Event organizers agreed to the plan and all systems were go, as far as Rec and Park Department staff knew, before a message posted on the concert’s Web site in July announced the show would not go on “due to rising city fees that have ballooned our operating costs.”
True, city officials planned to charge organizers $94,000 to use the park, including a $10,000 security deposit. And that figure doesn’t include the mandatory hiring of additional plainclothes security as well as off-duty San Francisco police officers, hired at time-and-a-half.
Yet the Power to the Peaceful Web site has no mention of the approved-and-abandoned plan to charge concertgoers $10 per ticket.
“No tickets will be available at the door and ticket sales will be limited to 40,000. The
unavailability of tickets at the door will be advertised and promoted continuously,” said a Rec and Park staff report amusingly dated April 20, 2012.
PTTP’s cancellation caught concertgoers as well as the city off guard.
“The concert was approved and … we were moving forward until the event host for the Power to the Peaceful decided to cancel,” Rec and Park spokeswoman Connie Chan wrote in an email.

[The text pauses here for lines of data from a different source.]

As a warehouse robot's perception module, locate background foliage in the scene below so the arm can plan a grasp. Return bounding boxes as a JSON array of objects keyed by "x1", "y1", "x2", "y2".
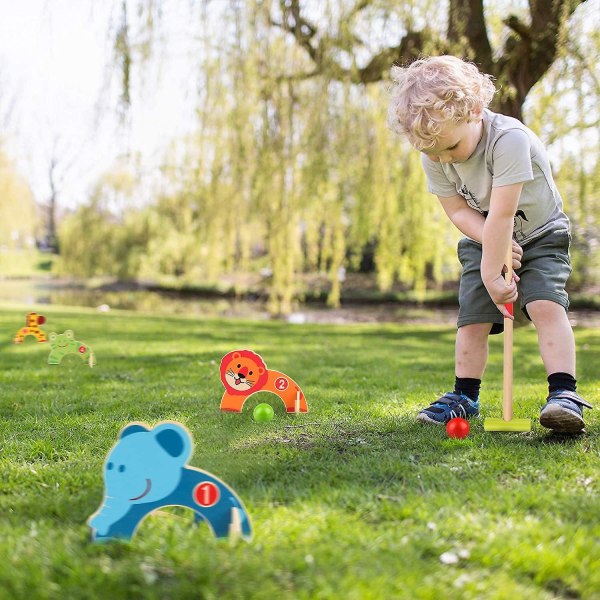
[{"x1": 0, "y1": 0, "x2": 600, "y2": 313}]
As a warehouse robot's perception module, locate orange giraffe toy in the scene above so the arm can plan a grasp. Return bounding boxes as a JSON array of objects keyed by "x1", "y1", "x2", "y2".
[
  {"x1": 221, "y1": 350, "x2": 308, "y2": 413},
  {"x1": 13, "y1": 313, "x2": 48, "y2": 344}
]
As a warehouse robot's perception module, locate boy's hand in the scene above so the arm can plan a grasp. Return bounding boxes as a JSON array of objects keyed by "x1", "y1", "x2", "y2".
[
  {"x1": 483, "y1": 270, "x2": 520, "y2": 321},
  {"x1": 512, "y1": 240, "x2": 523, "y2": 270}
]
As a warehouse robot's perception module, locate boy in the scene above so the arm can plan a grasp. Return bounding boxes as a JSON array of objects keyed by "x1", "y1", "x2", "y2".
[{"x1": 388, "y1": 56, "x2": 592, "y2": 433}]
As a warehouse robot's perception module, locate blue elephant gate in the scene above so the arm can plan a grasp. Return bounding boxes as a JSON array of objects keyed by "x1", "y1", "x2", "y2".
[{"x1": 88, "y1": 421, "x2": 252, "y2": 542}]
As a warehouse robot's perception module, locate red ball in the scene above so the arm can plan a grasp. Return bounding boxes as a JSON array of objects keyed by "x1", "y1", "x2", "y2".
[{"x1": 446, "y1": 417, "x2": 471, "y2": 440}]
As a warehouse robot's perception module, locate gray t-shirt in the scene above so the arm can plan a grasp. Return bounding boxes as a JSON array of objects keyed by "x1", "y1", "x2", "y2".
[{"x1": 421, "y1": 109, "x2": 569, "y2": 245}]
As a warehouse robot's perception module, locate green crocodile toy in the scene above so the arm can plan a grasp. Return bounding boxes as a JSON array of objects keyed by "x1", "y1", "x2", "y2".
[{"x1": 48, "y1": 329, "x2": 96, "y2": 367}]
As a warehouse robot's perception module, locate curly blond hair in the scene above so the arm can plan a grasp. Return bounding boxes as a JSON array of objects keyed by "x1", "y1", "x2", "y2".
[{"x1": 388, "y1": 56, "x2": 496, "y2": 150}]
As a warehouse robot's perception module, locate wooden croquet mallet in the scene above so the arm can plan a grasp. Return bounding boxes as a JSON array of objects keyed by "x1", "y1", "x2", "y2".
[{"x1": 483, "y1": 243, "x2": 531, "y2": 431}]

Representatives for event promoter Guerrilla Marketing did not respond to emails or a telephone message this week. Nor did Franti or his people say hey to the San Francisco Examiner when the newspaper came calling this week.

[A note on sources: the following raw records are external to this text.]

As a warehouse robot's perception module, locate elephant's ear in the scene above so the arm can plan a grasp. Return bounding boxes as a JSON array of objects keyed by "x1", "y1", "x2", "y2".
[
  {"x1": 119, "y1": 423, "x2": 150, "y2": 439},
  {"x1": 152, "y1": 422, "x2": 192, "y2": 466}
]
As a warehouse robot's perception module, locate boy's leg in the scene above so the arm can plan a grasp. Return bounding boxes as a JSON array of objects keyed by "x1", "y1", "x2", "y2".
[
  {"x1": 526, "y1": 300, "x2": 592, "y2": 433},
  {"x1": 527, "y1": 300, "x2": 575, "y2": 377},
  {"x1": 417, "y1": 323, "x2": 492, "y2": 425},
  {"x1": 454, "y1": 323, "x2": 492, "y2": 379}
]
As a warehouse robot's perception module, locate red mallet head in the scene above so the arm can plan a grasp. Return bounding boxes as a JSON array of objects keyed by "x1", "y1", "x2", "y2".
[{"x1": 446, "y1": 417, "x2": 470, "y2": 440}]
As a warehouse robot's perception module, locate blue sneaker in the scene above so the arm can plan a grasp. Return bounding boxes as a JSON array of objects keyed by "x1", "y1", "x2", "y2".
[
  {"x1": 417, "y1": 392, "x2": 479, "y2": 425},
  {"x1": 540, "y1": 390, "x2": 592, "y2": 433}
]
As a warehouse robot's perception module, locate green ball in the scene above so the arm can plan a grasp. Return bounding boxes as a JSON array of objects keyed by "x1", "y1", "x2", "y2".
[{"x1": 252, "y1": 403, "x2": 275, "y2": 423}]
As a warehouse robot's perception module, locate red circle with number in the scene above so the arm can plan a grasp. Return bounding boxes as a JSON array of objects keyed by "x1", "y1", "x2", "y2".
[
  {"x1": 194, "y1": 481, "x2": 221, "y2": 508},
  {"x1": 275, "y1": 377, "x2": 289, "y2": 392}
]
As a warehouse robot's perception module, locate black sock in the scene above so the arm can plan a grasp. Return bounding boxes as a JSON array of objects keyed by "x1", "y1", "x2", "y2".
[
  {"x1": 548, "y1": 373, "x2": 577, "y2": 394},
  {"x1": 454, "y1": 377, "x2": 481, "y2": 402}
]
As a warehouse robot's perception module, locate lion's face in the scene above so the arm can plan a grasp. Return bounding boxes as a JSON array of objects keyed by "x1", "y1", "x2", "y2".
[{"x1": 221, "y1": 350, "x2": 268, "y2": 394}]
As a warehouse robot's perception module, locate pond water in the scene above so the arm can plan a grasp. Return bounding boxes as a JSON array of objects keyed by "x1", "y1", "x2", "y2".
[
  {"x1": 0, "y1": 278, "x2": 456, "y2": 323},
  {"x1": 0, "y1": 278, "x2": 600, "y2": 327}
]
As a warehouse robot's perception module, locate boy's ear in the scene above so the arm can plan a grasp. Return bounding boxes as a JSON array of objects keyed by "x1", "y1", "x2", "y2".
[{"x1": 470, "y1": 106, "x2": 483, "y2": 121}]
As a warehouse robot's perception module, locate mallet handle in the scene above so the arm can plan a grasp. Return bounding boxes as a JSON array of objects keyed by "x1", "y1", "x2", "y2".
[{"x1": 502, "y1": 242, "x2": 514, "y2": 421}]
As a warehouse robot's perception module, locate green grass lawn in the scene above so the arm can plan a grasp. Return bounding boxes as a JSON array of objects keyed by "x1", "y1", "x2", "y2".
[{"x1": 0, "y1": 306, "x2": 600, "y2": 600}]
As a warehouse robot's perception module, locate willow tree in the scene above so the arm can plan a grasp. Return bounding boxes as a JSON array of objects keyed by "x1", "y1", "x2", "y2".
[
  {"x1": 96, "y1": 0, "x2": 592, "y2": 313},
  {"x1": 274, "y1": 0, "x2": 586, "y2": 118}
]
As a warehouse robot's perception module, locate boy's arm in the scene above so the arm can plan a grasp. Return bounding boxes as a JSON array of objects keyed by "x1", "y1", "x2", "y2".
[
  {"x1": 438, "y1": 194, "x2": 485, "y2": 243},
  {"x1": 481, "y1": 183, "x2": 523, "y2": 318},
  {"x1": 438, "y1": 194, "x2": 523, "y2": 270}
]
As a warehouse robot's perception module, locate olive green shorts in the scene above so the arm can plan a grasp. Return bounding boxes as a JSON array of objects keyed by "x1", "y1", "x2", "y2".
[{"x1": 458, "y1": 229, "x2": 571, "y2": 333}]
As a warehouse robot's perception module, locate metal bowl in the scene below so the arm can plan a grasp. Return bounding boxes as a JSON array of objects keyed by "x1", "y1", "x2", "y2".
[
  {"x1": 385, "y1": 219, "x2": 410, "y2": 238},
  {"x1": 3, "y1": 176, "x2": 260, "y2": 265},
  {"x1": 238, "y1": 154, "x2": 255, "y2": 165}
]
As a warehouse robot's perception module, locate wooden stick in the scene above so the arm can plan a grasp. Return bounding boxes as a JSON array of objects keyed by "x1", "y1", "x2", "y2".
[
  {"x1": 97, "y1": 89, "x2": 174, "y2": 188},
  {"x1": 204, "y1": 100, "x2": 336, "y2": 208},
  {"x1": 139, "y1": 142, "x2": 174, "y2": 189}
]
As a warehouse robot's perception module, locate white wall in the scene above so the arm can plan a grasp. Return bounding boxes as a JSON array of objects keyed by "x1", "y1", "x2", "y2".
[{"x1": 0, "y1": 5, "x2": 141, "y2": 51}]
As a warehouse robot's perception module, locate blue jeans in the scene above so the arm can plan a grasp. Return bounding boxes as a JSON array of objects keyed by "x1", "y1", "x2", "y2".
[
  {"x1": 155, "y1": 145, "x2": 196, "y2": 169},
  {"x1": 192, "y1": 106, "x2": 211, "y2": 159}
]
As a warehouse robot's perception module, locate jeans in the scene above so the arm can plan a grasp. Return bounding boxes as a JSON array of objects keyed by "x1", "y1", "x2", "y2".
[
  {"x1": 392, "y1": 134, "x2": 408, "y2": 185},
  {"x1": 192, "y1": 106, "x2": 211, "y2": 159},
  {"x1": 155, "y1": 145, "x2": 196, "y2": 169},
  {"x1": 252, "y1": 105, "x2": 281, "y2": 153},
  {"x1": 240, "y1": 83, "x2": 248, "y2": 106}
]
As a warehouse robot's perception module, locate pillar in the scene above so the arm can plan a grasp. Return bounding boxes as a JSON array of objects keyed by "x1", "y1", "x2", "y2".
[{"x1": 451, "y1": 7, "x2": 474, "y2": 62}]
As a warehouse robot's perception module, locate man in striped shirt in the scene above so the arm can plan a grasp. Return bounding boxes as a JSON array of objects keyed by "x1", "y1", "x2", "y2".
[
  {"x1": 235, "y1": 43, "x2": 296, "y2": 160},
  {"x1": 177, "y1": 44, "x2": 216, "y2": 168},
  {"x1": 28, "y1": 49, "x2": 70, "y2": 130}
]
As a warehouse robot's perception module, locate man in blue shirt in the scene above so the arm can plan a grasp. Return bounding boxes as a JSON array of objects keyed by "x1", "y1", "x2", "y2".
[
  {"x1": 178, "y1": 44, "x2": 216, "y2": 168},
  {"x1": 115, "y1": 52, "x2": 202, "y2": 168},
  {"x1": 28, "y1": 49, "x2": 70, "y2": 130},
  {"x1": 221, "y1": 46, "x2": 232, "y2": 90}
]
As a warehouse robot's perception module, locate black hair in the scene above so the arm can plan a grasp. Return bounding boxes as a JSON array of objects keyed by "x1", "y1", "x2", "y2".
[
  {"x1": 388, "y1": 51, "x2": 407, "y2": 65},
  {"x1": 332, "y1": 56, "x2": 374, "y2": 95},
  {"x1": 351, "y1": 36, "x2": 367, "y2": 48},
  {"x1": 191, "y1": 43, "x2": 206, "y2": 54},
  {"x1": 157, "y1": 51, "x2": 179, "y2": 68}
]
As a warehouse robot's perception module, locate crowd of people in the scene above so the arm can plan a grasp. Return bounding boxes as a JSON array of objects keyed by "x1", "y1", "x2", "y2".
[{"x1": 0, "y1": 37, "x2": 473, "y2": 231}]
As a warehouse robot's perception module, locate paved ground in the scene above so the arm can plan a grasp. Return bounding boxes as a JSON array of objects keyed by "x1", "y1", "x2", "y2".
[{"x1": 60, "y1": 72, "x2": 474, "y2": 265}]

It’s unclear how Rec and Park arrived at the $94,000 figure. Hardly Strictly Bluegrass, by comparison, paid $130,000 in fees to use more of the park for longer hours and on more days, according to Chan, who sounded apologetic about the decision to charge for what once was a free show.
“While we support community events that are free and open to the public, we also have to balance the demands to ensure public safety and minimize neighborhood impact,” said Chan, who added that Outside Lands, by contrast, paid $1.45 million for its 2011 shows.
Is this fair? We don’t yet know: Cost estimates for other free concerts in the park, like Top 40 radio station Alice’s “Summerthing,” were not available.
We recall placidly bouncing a beach ball with tens of thousands of our newest friends without incident at past Powers to the Peacefuls, but apparently organization was not the promoters’ strong suit.
In addition to being ill-suited and ill-prepared for the crushing crowd, an issue with vendor control led vendor vehicles to wander aimlessly about the park in 2010, according to the staff report, and Park Patrol officials wrote of a Sunday morning cleanup crew that showed up an hour past the prescribed start-time, according to the report.
Park Patrol also had issues with alcohol at the 2010 shindig: the staff report complains of underage drinking and too many concertgoers hauling coolers to the meadow for the afternoon.
The new, canceled Power to the Peaceful was to feature drink tokens, trained beer vendors who would untap kegs no later than 4 p.m., and a strict no outside alcohol policy, the report said.
In other words, a much different scene.
Franti is still a fine draw: the musician played an epic set at this year’s Gaia Festival last weekend in Mendocino County. He’ll also be performing at the SF Giants first annual yoga day September 5, and is a one of the owners of in Soulshine, a “villa, retreat oasis and cafe” in Ubud, Bali.